Vine St. overseer begins city job




By Gregory Korte
The Cincinnati Enquirer

        A St. Louis native with a long resume in community building and neighborhood organizing will be the mayor's man on Vine Street.

        James A. Franklin started Friday as Cincinnati Mayor Charlie Luken's Vine Street coordinator — a new job that will help guide the mayor's top priority project in 2002.

[photo] James Franklin has been hired as Mayor Charlie Luken's right-hand man in redeveloping Vine Street.
(Glenn Hartong photo)
| ZOOM |
        His hiring comes just as City Council is debating whether to back out of a $770,000 deal with the Race Street Tenant Organization Cooperative to provide low-income housing on Vine Street. The vote, scheduled for Wednesday, could be a turning point in the mayor's efforts to turn Over-the-Rhine into a mixed-income neighborhood.

        Mr. Franklin said he understands the mayor's vision for Vine Street and will help fight for it — even if it means battling, cajoling and otherwise pressuring the low-income housing developer known as ReStoc.

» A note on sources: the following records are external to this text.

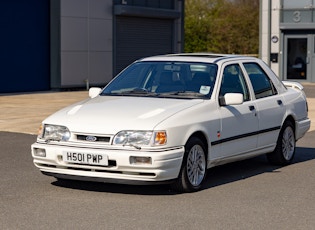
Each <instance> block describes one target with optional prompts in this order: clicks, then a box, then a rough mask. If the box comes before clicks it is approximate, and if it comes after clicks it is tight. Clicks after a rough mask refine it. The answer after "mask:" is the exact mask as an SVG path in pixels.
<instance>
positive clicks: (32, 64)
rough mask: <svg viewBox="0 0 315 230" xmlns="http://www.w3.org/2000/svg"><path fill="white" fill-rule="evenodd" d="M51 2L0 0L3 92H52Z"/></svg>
mask: <svg viewBox="0 0 315 230" xmlns="http://www.w3.org/2000/svg"><path fill="white" fill-rule="evenodd" d="M49 12H50V10H49V0H27V1H26V0H1V1H0V47H1V49H0V93H9V92H27V91H39V90H48V89H50V69H49V67H50V58H49V57H50V51H49V50H50V41H49V40H50V32H49V31H50V27H49V25H50V23H49Z"/></svg>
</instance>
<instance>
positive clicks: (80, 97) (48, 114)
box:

        “I'm going to deal with ReStoc by helping to remind them what their own self-interest is. I think most enlightened people deal in their own self-interest,” he said.

        “They know what they bought the buildings for. They bought them to restore them. So let's get going. You can't just sit on buildings and wait — wait for what? For the eclipse to come? I want to see activity.”

        Mr. Franklin's job experience includes minority business development in St. Louis, employment and job training work in Kansas City, Kan., and community organizing in Chicago. He headed up local get-out-the-vote efforts for the Ohio Democratic Party in 1996 and is president of the Bond Hill Community Urban Redevelopment Corp.

        Mr. Luken said he chose Mr. Franklin as much for his strong personality as his resume.

        “Anyone who knows him knows he can connect with everybody,” he said. “He builds relationships, accomplishes wonders inside a complicated bureaucracy and knows how to get things done.”

        For now, Mr. Franklin will work out of a vacant room across from the mayor's and city manager's offices.

        Eventually, Mr. Franklin will help establish a neighborhood office. Mr. Franklin said it could become the prototype for satellite offices around the city.

        Mr. Franklin's hiring is Mr. Luken's first since a December change in government that gives him stronger powers. The mayor said in his State of the City speech last month that his record on Vine Street will be a “critical test” of the new government.

        The mayor's office did not release a salary for the new position. A spokesman said some details were still being worked out.